Networking and regional feeling through art-land game

Bröckel
©blumebild.com/Blume, Hubertus Blume
©blumebild.com/Blume, Hubertus Blume
©blumebild.com/Blume, Hubertus Blume
©blumebild.com/Blume, Hubertus Blume
©blumebild.com/Blume, Hubertus Blume
©blumebild.com/Blume, Hubertus Blume
©blumebild.com/Blume, Hubertus Blume
©blumebild.com/Blume, Hubertus Blume
©blumebild.com/Blume, Hubertus Blume
©blumebild.com/Blume, Hubertus Blume
©blumebild.com/Blume, Hubertus Blume

Once a year the art and culture metropolis of the region is called Bröckel. On the second weekend after Whitsun, the joint municipality of Flotwedel in the district of Celle is always on its feet.

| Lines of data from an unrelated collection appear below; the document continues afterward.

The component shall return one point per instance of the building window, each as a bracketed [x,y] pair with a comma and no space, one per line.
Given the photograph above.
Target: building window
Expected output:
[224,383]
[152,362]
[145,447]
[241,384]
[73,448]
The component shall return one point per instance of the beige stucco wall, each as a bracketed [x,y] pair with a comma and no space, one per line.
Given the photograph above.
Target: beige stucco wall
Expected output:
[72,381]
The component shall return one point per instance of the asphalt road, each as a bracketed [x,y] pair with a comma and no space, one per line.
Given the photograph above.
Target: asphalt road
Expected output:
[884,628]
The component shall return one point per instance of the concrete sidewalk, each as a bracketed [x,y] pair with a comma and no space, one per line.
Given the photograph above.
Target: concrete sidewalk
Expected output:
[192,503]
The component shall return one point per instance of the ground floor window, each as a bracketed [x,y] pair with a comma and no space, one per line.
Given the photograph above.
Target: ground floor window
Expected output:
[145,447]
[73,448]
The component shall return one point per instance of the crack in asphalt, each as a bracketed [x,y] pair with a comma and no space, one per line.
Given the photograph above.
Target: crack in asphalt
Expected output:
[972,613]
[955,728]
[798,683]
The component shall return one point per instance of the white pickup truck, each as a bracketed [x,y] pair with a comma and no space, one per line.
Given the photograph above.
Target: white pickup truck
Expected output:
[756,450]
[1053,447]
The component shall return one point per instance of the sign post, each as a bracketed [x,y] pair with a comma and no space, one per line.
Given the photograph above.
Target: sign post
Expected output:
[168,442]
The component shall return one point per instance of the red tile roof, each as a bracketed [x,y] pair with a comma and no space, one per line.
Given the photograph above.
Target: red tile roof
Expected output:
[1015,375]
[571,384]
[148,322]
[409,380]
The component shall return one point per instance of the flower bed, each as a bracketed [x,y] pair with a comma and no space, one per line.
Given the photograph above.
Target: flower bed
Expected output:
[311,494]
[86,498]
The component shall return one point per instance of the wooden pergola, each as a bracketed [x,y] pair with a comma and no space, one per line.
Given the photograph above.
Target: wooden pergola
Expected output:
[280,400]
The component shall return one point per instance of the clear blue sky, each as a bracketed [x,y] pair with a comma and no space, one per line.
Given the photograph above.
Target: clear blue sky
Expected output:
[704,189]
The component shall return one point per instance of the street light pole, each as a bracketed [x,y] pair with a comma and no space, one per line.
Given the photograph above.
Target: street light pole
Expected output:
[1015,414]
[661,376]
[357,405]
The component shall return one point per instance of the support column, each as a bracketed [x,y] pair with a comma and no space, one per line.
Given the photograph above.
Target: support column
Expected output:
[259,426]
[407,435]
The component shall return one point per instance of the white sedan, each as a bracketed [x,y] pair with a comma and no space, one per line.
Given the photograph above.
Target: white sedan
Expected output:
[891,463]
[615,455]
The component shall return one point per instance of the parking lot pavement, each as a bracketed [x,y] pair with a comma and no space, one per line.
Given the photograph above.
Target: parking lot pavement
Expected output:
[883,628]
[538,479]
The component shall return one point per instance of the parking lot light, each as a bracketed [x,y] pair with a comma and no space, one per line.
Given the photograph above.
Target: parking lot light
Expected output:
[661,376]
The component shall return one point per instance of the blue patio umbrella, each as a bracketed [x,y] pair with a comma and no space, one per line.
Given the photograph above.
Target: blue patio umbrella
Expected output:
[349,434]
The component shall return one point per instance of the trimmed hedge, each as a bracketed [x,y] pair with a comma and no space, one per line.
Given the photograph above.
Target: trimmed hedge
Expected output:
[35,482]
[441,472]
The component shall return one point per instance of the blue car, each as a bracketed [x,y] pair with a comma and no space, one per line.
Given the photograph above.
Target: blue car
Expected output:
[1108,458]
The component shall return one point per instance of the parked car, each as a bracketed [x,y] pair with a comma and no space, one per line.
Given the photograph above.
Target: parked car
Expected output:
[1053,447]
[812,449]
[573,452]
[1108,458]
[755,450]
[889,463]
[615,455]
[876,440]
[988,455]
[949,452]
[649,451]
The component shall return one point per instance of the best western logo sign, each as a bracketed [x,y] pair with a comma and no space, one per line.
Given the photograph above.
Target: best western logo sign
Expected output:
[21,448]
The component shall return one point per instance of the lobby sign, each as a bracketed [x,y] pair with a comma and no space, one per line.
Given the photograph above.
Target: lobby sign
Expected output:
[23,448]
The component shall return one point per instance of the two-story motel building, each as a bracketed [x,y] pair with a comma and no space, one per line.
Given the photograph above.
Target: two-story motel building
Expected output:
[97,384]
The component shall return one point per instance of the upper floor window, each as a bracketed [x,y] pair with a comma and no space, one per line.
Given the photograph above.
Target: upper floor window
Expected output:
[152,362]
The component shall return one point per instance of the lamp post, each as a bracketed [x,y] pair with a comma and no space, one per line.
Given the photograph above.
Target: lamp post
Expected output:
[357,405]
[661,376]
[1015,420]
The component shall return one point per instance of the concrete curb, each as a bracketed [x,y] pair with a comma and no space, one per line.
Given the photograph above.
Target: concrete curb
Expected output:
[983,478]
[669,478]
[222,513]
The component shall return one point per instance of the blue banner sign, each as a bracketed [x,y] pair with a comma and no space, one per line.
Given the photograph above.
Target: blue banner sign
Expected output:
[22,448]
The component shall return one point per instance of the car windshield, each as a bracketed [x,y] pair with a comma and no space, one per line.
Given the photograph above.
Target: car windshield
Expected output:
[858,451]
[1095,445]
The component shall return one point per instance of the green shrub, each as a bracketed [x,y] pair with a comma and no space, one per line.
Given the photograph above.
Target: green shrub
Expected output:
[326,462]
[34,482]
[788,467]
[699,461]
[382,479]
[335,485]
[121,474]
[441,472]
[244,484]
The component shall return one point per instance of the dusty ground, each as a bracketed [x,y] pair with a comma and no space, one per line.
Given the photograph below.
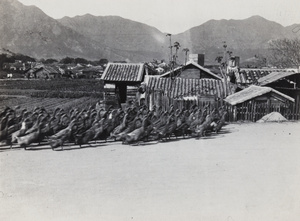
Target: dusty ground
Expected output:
[251,172]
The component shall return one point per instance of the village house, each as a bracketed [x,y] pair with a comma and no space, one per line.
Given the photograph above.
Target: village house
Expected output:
[93,71]
[124,78]
[254,102]
[41,71]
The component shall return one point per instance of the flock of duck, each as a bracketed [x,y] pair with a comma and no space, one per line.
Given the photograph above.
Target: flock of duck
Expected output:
[132,125]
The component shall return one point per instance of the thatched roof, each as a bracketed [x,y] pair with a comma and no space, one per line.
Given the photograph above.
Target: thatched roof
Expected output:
[123,72]
[192,63]
[182,87]
[274,76]
[252,92]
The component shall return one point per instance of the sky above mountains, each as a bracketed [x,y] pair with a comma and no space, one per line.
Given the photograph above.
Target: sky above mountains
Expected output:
[174,16]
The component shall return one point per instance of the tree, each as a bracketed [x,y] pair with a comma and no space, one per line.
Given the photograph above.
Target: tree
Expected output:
[186,50]
[67,60]
[50,61]
[103,61]
[285,52]
[176,46]
[81,61]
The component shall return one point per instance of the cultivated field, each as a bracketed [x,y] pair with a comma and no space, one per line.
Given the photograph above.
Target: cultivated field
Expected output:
[63,93]
[248,172]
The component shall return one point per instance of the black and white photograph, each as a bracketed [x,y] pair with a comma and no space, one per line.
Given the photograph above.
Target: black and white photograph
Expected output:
[169,110]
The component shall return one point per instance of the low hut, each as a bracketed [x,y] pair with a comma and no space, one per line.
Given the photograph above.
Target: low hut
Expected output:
[255,101]
[122,76]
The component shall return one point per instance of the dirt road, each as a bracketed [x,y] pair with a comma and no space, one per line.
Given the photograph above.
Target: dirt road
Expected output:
[250,172]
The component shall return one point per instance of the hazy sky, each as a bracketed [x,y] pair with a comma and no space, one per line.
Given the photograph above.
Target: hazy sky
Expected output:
[174,16]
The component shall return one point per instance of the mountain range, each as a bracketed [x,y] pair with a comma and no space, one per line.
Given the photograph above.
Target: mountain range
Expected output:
[28,30]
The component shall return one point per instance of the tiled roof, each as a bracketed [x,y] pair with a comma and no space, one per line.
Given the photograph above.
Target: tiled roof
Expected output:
[129,72]
[274,76]
[51,69]
[248,76]
[197,66]
[252,92]
[181,87]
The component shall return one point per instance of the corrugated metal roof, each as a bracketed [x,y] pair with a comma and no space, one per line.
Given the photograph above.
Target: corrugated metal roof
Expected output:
[197,66]
[181,87]
[274,76]
[252,92]
[130,72]
[246,76]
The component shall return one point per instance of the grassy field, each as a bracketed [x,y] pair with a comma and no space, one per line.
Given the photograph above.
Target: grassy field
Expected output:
[63,93]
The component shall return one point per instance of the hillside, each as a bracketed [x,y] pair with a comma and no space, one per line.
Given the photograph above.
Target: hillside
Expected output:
[116,33]
[28,30]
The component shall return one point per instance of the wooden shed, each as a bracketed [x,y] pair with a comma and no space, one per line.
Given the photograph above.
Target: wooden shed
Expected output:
[192,70]
[255,101]
[122,75]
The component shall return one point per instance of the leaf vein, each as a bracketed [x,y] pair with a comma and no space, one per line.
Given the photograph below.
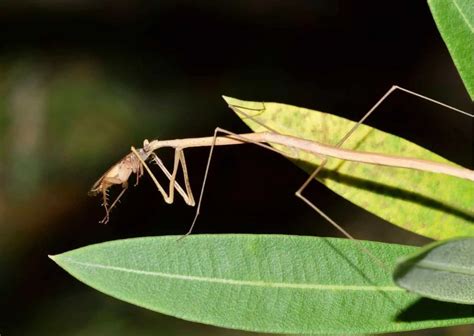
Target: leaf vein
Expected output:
[253,283]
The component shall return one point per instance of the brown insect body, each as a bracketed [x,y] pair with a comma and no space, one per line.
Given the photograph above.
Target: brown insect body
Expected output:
[118,174]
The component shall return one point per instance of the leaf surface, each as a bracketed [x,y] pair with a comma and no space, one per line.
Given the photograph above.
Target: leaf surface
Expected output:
[264,283]
[443,271]
[455,21]
[433,205]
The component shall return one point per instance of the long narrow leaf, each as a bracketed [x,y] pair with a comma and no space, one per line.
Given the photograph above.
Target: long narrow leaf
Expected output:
[278,284]
[455,21]
[432,205]
[442,271]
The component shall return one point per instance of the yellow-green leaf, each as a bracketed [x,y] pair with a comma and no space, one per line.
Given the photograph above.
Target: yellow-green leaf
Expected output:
[433,205]
[455,21]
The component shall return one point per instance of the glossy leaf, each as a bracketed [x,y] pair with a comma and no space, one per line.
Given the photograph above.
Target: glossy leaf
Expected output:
[455,21]
[265,283]
[442,271]
[433,205]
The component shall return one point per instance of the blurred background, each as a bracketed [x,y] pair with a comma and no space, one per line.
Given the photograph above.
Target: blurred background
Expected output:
[81,81]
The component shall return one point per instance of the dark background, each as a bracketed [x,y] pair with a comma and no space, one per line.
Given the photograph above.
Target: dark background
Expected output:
[82,81]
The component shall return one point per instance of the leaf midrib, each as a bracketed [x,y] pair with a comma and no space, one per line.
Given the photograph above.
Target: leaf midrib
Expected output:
[233,282]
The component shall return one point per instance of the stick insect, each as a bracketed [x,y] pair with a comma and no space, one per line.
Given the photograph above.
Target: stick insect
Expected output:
[264,139]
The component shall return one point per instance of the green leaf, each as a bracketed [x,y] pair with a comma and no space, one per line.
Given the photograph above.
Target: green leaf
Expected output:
[455,21]
[264,283]
[433,205]
[442,271]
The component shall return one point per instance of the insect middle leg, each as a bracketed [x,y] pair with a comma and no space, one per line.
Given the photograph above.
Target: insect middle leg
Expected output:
[178,160]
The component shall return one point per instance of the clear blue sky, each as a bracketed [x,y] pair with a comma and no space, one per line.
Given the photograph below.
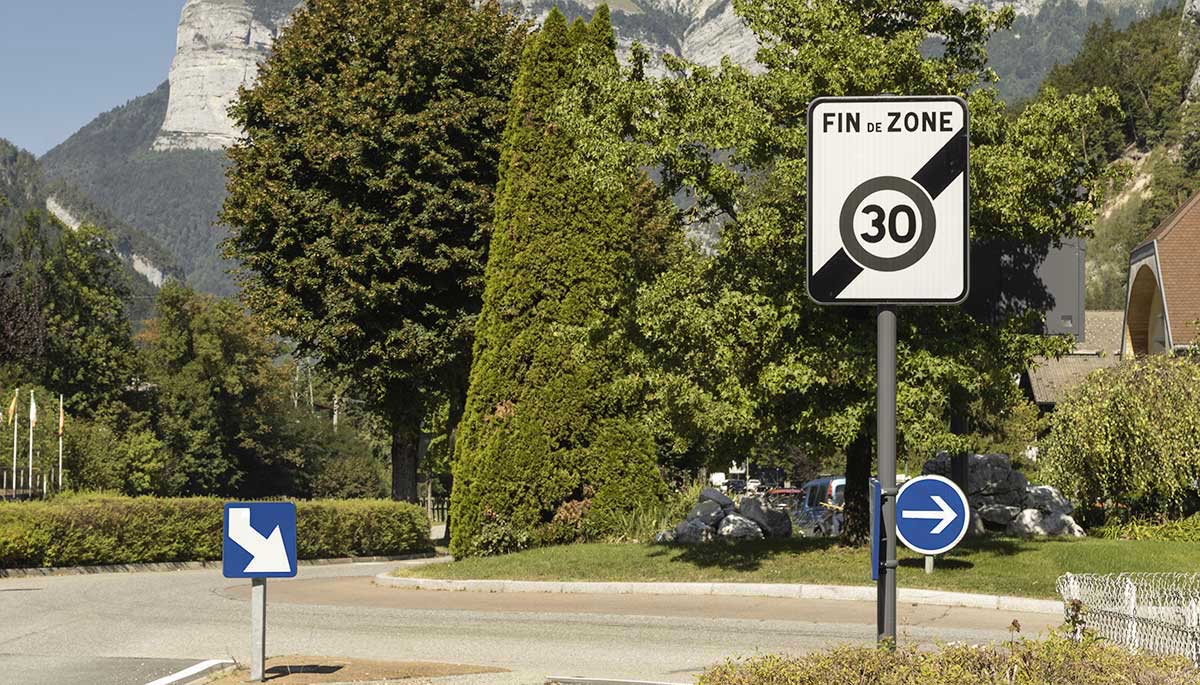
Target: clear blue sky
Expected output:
[65,61]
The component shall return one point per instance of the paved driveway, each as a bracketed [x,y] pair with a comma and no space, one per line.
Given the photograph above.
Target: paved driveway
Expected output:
[132,628]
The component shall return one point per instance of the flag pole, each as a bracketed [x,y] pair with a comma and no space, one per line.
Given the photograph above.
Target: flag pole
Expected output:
[33,420]
[16,425]
[61,415]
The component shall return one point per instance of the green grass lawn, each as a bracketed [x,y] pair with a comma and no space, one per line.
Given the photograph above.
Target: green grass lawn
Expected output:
[1000,566]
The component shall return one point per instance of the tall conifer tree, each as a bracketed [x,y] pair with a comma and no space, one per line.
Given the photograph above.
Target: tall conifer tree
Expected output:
[552,407]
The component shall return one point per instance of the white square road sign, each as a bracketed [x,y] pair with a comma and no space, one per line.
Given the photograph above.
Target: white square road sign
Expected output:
[888,200]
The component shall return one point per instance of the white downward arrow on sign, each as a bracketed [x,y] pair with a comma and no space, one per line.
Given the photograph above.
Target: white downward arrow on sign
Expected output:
[946,515]
[269,556]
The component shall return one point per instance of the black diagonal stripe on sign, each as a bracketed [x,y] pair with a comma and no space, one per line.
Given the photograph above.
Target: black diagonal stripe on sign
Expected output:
[832,278]
[946,166]
[935,176]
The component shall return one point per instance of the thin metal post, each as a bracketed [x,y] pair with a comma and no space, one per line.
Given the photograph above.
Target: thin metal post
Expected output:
[257,629]
[886,437]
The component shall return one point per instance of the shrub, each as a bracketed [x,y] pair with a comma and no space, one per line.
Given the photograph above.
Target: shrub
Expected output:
[1056,660]
[100,529]
[552,407]
[1182,530]
[1129,436]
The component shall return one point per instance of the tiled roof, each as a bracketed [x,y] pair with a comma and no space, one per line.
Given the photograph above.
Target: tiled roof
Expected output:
[1050,378]
[1102,331]
[1179,259]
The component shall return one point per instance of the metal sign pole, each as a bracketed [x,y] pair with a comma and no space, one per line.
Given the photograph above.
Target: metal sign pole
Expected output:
[257,628]
[886,436]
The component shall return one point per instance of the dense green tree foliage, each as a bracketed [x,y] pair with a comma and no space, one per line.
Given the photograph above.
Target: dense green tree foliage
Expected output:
[1129,437]
[361,194]
[551,419]
[89,348]
[1144,66]
[743,362]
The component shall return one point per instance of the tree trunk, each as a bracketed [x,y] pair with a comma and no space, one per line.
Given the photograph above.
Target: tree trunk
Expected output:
[457,407]
[856,527]
[406,438]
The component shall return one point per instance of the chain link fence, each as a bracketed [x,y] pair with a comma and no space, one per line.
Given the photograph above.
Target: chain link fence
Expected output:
[1156,613]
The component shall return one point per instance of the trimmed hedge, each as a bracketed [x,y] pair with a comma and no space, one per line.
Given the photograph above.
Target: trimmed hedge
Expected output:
[1053,661]
[99,530]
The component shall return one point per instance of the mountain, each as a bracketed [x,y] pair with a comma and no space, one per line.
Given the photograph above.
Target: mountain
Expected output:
[23,188]
[156,163]
[172,197]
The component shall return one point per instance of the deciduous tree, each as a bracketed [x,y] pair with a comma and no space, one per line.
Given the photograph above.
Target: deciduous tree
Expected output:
[361,193]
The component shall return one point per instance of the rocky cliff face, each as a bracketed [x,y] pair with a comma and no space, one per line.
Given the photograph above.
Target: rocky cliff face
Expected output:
[221,43]
[219,47]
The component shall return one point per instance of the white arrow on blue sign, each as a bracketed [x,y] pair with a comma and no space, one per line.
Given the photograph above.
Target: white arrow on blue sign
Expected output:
[933,515]
[259,540]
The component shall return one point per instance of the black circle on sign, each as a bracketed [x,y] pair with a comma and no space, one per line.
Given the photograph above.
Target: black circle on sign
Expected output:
[928,223]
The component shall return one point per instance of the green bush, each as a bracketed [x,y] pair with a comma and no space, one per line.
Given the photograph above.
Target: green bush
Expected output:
[1053,661]
[85,530]
[1182,530]
[552,408]
[1128,437]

Everyone gets involved. Villages network. Stables turn into galleries, courtyards into sculpture parks, barns into museums. Art spaces are in lively exchange, even international contacts are growing.
 

Without a political message, but with ideas, a growing pool of artists and an annually increasing number of visitors, FlotART is drawing ever larger circles - almost like the "little sister of Wendland's Cultural Country Tour". Every year, courtyards, barns, gardens and magical places in Celle Land invite visitors to a festival of art and design, to touch and participate. Red and orange fingers point the way for guests of this major cultural event, also into the park of the Cistercian monastery Wienhausen. The Weilheim artist Beate Oehmann calls her installation "Fahnenflucht" (flag departures) - a new challenge after the design fair in Milan. The oversized, garishly fluttering flags conjure up completely new lines of sight in the peaceful park. One looks irritatedly into treetops and water pictures. It is Sunday. The bell of the St. Marien church in Wienhausen rings brightly and the sun jumps over historical cobblestones.

 
FlotART: also a festival for children

Jannis (2) and sister Charlotte (4) from Nienhagen play a cheerful catch in the presence of their parents with a lowered flag. "This is exactly what we imagined", Cornelia Günther, chairwoman of the association FlotART - Kunst und Design im Flotwedel e.V. "Interaktion. Children who reach for the flags." The artist's idea: under the influence of wind and weather, a temporary work of art with its own dynamics is created. Sometimes it seems poetic in the wind, sometimes threatening in the storm. "A landscape, so 'populated', changes its character," says the artist Beate Oehmann. "At times it becomes a cultural landscape. The flags change the consciousness of space".

 
FlotART: Art to touch

The immersion in new experience spaces, the preoccupation with music, dance and heraldry is also part of the interdisciplinary educational program that accompanies the installation. "Together with the family centre KESS Wienhausen, we offer creative art participation activities," says Cornelia Günther. "All in the spirit of FlotART. Art to touch, not art behind glass and stainless steel".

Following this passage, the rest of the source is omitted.